Son arrivée dans les librairies coïncide avec l'annonce de l'église de Navarra qu'il indemnisera les victimes officiellement reconnues par le gouvernement régional. L'archevêque indemnera les personnes violées dans leur diocèse et les congrégations le feront à ceux qui ont subi des abus de leur clergé. Santos considère que cette avance est « logique » et qu'elle « elle remplit le trou qui manquait dans la loi », mais critique que l'institution est distribuée par les plaignants: « L'Église catholique devant la société est un` `tout '' représenté par l'archevêque. À Navarra, il y a des critères de compensation clairs, peu importe où l'argent sort alors. Des critères qui doivent être contenus avec le gouvernement régional parce que « rien n'est étranger au public dans ce numéro ».

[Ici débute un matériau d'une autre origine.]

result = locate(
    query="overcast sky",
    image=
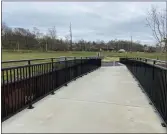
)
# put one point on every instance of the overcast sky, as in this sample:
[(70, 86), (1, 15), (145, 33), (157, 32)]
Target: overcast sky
[(90, 20)]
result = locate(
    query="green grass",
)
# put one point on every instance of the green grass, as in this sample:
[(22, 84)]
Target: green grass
[(35, 55), (6, 55), (160, 56), (110, 56)]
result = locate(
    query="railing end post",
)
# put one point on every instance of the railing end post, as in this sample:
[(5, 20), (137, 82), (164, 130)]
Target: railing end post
[(30, 106)]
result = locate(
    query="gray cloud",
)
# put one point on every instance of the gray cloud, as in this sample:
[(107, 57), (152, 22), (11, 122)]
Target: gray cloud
[(90, 20)]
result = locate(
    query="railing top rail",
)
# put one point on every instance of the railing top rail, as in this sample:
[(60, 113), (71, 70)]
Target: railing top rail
[(153, 64), (149, 59), (9, 61), (26, 60)]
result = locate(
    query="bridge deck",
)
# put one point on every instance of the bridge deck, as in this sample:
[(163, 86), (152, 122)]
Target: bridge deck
[(106, 100)]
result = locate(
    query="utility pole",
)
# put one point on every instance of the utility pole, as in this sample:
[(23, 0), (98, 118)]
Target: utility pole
[(166, 35), (131, 44), (70, 37)]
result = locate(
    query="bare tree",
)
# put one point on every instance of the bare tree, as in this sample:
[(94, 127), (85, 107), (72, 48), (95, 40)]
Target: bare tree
[(53, 35), (156, 21), (38, 36)]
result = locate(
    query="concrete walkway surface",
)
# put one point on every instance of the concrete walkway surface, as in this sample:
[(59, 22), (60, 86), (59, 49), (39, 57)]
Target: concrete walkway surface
[(107, 100)]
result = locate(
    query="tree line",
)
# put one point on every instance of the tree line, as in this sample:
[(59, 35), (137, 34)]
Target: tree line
[(25, 39)]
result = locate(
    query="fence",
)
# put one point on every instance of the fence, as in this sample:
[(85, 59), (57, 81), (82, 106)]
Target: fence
[(153, 78), (24, 85)]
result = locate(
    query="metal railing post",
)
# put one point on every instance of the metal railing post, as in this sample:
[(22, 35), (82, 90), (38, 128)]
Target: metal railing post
[(81, 67), (52, 77), (29, 85), (75, 69), (66, 70)]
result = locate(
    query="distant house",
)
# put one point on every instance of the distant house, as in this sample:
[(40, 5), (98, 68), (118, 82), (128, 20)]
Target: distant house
[(161, 47), (121, 51)]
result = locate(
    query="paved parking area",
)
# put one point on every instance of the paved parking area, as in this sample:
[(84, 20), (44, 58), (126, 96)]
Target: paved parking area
[(107, 100)]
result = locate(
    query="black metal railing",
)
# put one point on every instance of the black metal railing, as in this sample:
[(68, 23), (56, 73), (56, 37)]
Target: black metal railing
[(153, 78), (23, 85)]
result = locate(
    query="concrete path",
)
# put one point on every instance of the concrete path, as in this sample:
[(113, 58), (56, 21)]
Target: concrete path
[(107, 100)]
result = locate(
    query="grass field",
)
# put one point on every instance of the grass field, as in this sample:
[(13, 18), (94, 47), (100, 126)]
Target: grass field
[(35, 55), (109, 56)]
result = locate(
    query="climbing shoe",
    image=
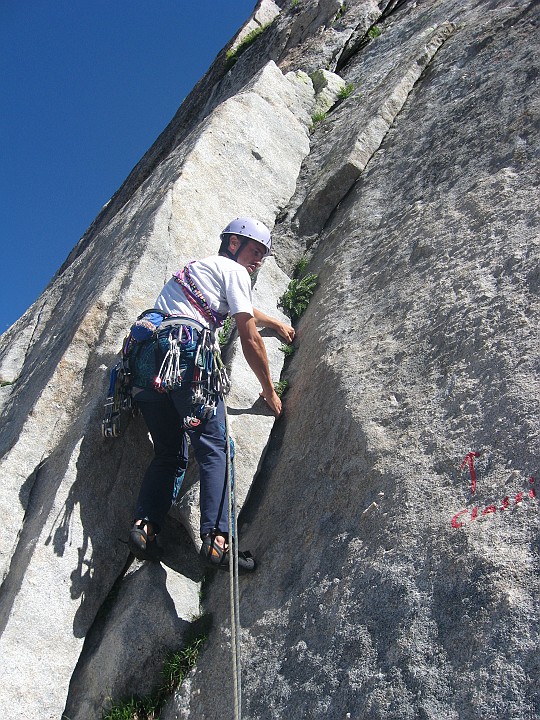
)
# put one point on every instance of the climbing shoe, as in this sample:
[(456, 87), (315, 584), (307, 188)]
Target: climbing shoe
[(219, 558), (142, 543)]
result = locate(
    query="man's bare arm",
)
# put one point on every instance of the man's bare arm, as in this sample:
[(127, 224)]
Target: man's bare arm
[(284, 330), (255, 354)]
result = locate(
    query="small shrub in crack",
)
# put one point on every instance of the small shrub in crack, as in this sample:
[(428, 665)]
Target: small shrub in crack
[(297, 296)]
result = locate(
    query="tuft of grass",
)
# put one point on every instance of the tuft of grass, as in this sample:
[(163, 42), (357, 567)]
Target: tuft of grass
[(298, 294), (287, 350), (175, 668), (233, 54), (346, 91), (177, 665), (340, 13), (300, 267), (281, 388), (318, 117)]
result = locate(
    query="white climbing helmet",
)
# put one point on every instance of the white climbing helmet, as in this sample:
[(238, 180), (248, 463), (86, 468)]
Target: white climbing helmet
[(250, 229)]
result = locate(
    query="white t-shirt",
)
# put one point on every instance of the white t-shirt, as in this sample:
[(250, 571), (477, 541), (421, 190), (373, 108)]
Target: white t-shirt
[(224, 283)]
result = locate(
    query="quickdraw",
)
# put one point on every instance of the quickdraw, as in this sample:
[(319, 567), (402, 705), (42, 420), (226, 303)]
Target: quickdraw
[(118, 399)]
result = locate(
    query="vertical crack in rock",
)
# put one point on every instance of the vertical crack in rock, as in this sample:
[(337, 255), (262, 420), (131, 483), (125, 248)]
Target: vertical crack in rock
[(347, 161)]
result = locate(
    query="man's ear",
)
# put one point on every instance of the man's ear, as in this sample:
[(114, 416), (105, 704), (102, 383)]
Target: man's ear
[(234, 243)]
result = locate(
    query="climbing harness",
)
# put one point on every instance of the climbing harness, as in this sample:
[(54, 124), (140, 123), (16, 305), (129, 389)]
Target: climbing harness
[(234, 592), (184, 352), (196, 298)]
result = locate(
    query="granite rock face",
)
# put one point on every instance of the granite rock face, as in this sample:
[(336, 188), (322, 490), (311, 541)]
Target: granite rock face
[(394, 510)]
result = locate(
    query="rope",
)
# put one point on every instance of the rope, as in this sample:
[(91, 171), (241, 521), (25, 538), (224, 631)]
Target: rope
[(233, 581)]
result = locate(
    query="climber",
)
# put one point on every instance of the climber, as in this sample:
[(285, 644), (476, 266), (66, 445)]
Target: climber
[(200, 297)]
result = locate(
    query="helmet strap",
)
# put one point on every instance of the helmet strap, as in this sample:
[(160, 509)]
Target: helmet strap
[(231, 255)]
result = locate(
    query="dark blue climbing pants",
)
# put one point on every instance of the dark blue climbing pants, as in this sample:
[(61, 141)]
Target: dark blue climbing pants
[(164, 414)]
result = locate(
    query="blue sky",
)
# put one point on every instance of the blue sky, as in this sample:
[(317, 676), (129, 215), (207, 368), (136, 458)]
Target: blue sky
[(86, 87)]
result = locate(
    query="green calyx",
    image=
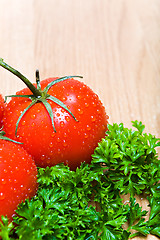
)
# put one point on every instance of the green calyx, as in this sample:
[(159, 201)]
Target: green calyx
[(3, 137), (38, 95)]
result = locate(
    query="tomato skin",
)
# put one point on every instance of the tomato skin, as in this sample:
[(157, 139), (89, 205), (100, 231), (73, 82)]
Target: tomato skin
[(2, 106), (74, 141), (18, 177)]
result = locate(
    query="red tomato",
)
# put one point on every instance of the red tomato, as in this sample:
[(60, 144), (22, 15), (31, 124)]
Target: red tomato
[(74, 141), (18, 177), (2, 106)]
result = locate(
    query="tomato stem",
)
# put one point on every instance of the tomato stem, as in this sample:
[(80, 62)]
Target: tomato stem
[(33, 89)]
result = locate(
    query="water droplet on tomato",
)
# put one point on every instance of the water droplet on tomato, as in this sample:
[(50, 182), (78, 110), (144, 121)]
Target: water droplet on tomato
[(42, 157), (33, 124), (67, 118), (33, 116), (2, 196), (85, 135), (51, 144), (80, 111), (23, 122), (3, 181), (88, 128), (86, 104), (62, 124), (64, 143), (79, 97), (93, 118)]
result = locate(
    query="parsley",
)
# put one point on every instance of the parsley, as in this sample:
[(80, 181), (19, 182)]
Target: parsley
[(88, 204)]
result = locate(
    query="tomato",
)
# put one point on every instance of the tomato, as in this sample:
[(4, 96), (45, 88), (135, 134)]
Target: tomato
[(18, 177), (2, 106), (74, 141)]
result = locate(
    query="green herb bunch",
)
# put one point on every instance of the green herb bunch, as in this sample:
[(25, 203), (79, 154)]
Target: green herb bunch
[(87, 204)]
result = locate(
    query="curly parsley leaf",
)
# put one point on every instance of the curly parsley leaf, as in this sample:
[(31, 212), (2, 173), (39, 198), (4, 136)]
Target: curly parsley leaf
[(87, 204)]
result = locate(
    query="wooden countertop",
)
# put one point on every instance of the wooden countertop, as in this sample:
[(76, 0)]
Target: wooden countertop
[(113, 44)]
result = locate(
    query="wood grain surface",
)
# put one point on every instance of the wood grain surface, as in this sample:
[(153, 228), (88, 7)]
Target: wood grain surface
[(113, 44)]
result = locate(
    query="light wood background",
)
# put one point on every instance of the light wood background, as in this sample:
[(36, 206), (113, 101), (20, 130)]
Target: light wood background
[(113, 44)]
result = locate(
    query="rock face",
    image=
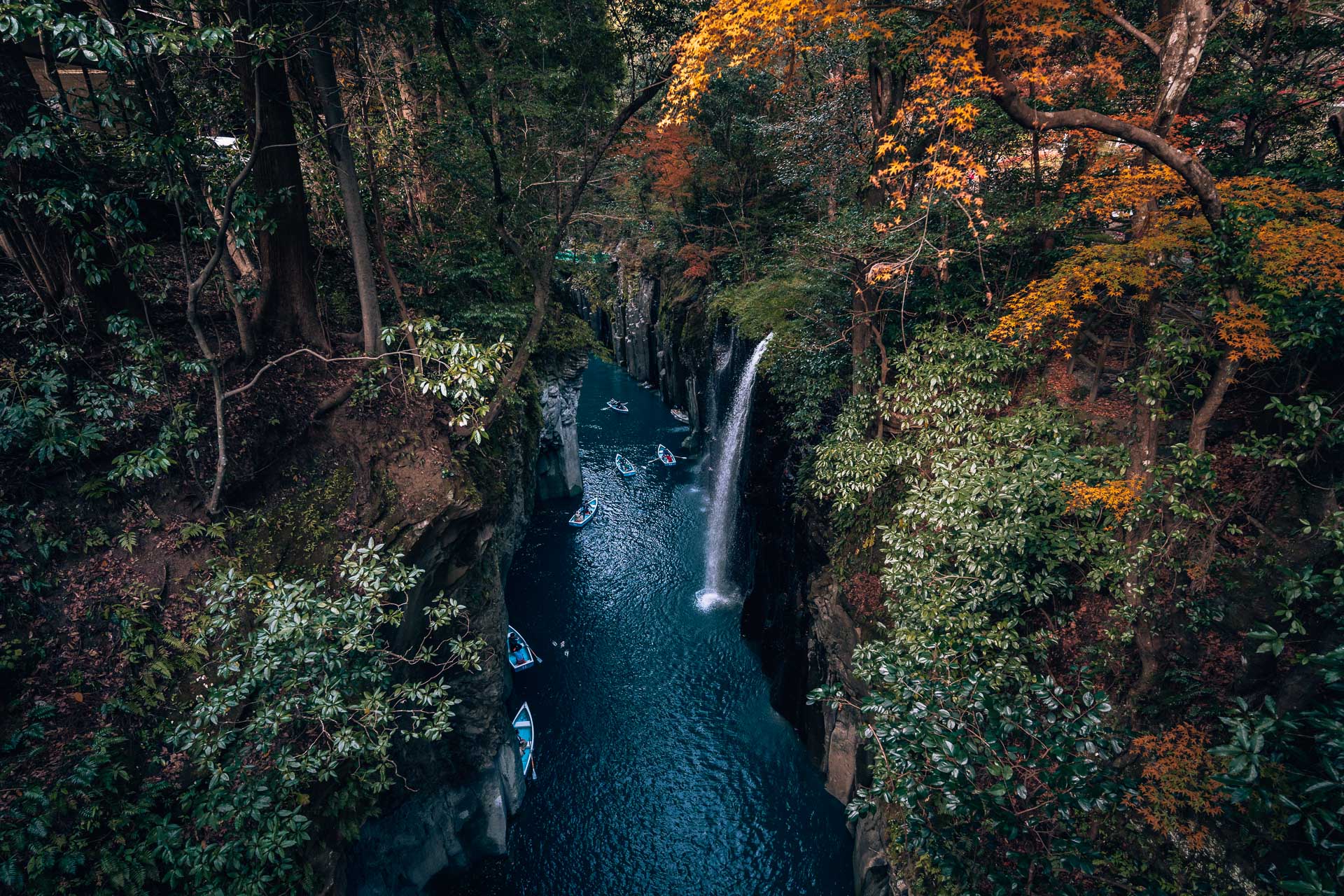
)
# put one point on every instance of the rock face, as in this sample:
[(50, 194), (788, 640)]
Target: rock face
[(806, 634), (461, 790), (634, 320), (558, 472)]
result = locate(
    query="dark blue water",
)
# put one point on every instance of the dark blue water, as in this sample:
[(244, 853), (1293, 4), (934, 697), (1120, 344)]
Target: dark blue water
[(662, 766)]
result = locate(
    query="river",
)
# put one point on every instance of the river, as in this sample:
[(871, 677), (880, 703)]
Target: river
[(662, 766)]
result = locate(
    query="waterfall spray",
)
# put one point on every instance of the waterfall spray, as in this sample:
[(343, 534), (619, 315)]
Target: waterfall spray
[(723, 498)]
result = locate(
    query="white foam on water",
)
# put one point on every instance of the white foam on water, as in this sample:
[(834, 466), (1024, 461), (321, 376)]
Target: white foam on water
[(723, 503)]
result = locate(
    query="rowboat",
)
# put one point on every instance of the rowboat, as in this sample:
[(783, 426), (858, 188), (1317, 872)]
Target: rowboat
[(585, 512), (521, 654), (526, 736)]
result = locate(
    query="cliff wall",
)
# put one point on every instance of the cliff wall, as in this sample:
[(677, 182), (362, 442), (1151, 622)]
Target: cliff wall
[(460, 793)]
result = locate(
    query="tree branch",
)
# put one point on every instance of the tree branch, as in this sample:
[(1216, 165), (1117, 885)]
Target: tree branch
[(1022, 112)]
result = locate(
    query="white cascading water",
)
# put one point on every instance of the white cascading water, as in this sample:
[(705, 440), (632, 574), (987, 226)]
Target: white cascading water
[(723, 498)]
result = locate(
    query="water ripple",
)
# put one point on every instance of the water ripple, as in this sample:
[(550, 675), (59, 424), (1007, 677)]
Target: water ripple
[(663, 769)]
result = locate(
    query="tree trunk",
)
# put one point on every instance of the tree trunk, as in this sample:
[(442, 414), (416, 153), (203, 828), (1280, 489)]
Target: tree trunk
[(38, 248), (288, 305), (343, 159), (420, 187), (1224, 375)]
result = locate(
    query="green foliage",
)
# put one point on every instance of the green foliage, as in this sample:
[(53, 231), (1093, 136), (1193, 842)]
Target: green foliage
[(1284, 773), (972, 738), (449, 367), (769, 305), (296, 533), (289, 736)]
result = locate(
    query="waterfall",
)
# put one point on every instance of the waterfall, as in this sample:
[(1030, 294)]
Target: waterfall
[(723, 498)]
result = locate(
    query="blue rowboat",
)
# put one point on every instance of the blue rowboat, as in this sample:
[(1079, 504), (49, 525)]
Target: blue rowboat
[(526, 736), (521, 654), (587, 512)]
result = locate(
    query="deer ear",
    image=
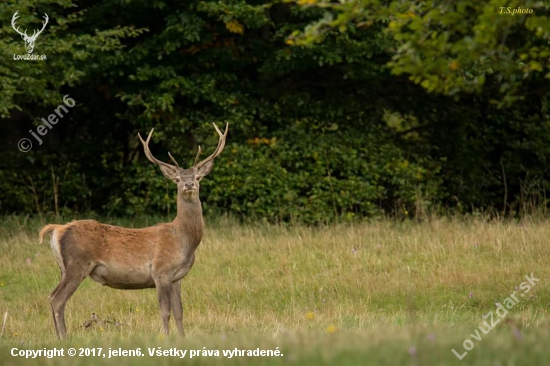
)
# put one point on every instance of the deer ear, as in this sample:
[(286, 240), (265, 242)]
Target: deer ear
[(204, 170), (168, 172)]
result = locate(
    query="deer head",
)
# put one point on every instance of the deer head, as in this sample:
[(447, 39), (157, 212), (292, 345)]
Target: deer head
[(187, 180), (29, 41)]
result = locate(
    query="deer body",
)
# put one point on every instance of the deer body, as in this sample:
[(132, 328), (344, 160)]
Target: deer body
[(128, 259)]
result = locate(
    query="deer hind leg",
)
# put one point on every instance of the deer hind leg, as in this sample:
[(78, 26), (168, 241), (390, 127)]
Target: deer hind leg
[(70, 280), (53, 313), (177, 307), (163, 292)]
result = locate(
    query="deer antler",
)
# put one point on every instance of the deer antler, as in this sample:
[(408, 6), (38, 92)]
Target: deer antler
[(151, 157), (219, 149), (35, 34), (13, 19)]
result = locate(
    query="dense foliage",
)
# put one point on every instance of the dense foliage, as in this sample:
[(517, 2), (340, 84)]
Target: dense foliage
[(336, 111)]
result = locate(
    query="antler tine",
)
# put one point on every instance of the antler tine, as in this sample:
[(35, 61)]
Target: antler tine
[(43, 23), (197, 157), (219, 148), (148, 153), (13, 19), (174, 160)]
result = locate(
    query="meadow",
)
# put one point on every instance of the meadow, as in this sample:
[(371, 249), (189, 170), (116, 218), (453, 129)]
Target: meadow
[(372, 293)]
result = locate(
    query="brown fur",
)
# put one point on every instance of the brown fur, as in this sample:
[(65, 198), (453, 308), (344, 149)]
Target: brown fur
[(123, 258)]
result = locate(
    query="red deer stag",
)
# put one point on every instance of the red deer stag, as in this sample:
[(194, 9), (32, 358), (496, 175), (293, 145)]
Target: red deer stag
[(122, 258)]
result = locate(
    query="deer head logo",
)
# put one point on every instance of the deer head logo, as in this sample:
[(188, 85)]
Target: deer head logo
[(29, 41)]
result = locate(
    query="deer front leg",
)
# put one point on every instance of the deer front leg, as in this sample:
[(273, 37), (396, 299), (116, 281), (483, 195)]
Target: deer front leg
[(163, 292), (177, 307)]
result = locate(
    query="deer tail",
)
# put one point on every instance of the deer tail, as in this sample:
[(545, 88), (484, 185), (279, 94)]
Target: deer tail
[(46, 229)]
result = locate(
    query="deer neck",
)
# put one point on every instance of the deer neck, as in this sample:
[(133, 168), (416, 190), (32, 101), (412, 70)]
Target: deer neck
[(188, 222)]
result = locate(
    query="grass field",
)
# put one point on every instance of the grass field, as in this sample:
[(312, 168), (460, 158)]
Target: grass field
[(377, 293)]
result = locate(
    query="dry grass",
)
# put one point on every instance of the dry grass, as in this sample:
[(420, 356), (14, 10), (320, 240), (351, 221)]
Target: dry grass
[(379, 282)]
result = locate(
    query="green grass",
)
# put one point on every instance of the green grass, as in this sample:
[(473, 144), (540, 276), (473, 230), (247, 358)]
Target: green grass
[(378, 293)]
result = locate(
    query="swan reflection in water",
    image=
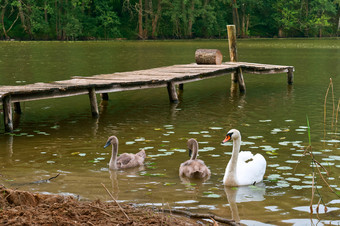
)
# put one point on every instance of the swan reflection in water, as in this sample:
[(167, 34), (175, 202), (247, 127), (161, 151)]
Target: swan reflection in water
[(243, 194), (114, 174)]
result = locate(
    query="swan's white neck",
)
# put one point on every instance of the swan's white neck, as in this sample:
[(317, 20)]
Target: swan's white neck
[(231, 179), (194, 151), (113, 160)]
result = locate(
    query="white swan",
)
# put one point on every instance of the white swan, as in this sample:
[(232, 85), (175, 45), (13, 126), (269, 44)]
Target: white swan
[(243, 168), (194, 168), (125, 160)]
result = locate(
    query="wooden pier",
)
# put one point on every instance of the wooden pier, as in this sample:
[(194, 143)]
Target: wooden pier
[(103, 84)]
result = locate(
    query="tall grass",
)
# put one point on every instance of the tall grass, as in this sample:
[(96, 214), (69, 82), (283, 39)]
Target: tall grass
[(317, 168)]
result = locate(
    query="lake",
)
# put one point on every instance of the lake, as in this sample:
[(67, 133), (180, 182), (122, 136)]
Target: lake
[(59, 136)]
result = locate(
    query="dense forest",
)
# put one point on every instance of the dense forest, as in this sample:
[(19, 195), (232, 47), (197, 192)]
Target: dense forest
[(160, 19)]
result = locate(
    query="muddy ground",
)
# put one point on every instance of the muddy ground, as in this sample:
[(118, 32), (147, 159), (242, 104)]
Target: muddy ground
[(26, 208)]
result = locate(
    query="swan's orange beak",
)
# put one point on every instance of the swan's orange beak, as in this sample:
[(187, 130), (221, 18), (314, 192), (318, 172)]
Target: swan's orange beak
[(226, 139)]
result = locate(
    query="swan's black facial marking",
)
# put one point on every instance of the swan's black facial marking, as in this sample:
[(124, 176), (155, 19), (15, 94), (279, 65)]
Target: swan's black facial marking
[(248, 160), (227, 137), (107, 143)]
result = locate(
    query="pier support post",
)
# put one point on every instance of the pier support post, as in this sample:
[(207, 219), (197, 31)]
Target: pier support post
[(290, 76), (240, 80), (17, 108), (6, 103), (172, 92), (104, 96), (93, 102), (238, 76)]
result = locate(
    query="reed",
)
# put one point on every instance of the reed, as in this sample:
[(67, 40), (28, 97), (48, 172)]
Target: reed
[(308, 151)]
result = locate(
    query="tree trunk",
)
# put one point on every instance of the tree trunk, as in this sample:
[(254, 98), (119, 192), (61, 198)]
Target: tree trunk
[(155, 19), (243, 29), (3, 11), (247, 24), (45, 12), (236, 19), (191, 19), (140, 20), (146, 18), (22, 16), (280, 33)]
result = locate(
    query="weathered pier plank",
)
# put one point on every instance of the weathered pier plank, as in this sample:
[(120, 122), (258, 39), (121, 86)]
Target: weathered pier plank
[(121, 81)]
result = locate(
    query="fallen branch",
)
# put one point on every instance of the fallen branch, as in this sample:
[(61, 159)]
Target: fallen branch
[(203, 215), (116, 202), (102, 210)]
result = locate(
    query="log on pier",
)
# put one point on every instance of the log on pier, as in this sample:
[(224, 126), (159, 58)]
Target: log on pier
[(208, 56)]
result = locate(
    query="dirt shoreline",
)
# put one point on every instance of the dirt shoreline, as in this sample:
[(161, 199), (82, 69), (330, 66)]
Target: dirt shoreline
[(26, 208)]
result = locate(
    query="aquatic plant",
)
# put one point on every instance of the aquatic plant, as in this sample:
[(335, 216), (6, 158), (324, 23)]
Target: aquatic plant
[(315, 164)]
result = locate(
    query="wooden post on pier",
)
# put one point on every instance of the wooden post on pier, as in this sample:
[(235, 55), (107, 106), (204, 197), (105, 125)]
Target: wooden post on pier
[(238, 76), (290, 76), (104, 96), (17, 107), (172, 92), (93, 102), (6, 103)]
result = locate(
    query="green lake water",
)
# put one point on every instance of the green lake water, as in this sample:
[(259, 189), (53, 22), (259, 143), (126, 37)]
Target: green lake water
[(60, 136)]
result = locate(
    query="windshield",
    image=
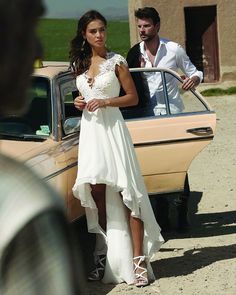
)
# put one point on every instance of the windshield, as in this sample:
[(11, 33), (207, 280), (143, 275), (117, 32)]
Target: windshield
[(36, 121)]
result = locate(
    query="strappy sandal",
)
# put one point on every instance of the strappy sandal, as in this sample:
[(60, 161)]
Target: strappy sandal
[(98, 273), (140, 279)]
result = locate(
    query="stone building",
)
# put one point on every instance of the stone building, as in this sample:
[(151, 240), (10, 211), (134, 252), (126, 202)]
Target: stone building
[(205, 28)]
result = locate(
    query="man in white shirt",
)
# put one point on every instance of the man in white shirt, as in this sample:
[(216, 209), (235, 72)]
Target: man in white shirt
[(154, 51)]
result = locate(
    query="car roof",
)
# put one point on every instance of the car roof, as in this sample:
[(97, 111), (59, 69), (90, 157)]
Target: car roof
[(50, 69)]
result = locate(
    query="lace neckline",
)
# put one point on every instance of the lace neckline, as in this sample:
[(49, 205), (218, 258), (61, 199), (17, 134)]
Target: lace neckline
[(102, 69)]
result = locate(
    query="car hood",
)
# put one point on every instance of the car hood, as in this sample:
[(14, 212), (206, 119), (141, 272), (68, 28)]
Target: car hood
[(20, 150), (40, 156)]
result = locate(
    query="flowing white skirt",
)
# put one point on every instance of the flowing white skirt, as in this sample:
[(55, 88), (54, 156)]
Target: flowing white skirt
[(106, 155)]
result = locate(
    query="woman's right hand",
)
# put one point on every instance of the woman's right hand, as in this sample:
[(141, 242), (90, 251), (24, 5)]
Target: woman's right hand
[(79, 103)]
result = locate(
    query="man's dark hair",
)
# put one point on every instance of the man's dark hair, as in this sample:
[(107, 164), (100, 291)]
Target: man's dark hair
[(148, 12)]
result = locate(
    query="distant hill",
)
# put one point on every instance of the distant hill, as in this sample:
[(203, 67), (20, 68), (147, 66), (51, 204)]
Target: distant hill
[(110, 13)]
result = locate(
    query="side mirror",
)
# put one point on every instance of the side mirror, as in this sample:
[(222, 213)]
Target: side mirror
[(71, 125)]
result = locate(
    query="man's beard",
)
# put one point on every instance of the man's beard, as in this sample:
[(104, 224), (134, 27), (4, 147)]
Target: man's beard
[(147, 38)]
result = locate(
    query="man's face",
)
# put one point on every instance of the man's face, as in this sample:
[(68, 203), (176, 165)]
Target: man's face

C'est un problème public et qui a conduit le premier gouvernement de María Chivite (PSN, Geroa Bai et Podemos Ahal-Dugu) à préparer un règlement spécifique. Devant, un folio vierge, car ils n'avaient que des exemples internationaux. Une enquête a été commandée à l'Université publique de Navarra (UPNA) qui a identifié 58 victimes depuis la quarantaine du siècle dernier et, au moins, 31 agresseurs. Ensuite, le ministère a opté pour la justice réparatrice. « C'est un moyen de rendre justice qui ne se concentre pas sur la punition du victimeuse. Nous avons une victime à qui, dans la mesure du possible, nous devons restaurer; un auteur qui ne vaut pas seulement la punir, devra également reconnaître les dommages causés. Et ensuite nous aurons le pouvoir de donner beaucoup à dire avec de l'argent ou des possibilités. » C'est un juge qui « n'exclut pas les sanctions, le procès pénal ou les garanties pour l'agresseur ».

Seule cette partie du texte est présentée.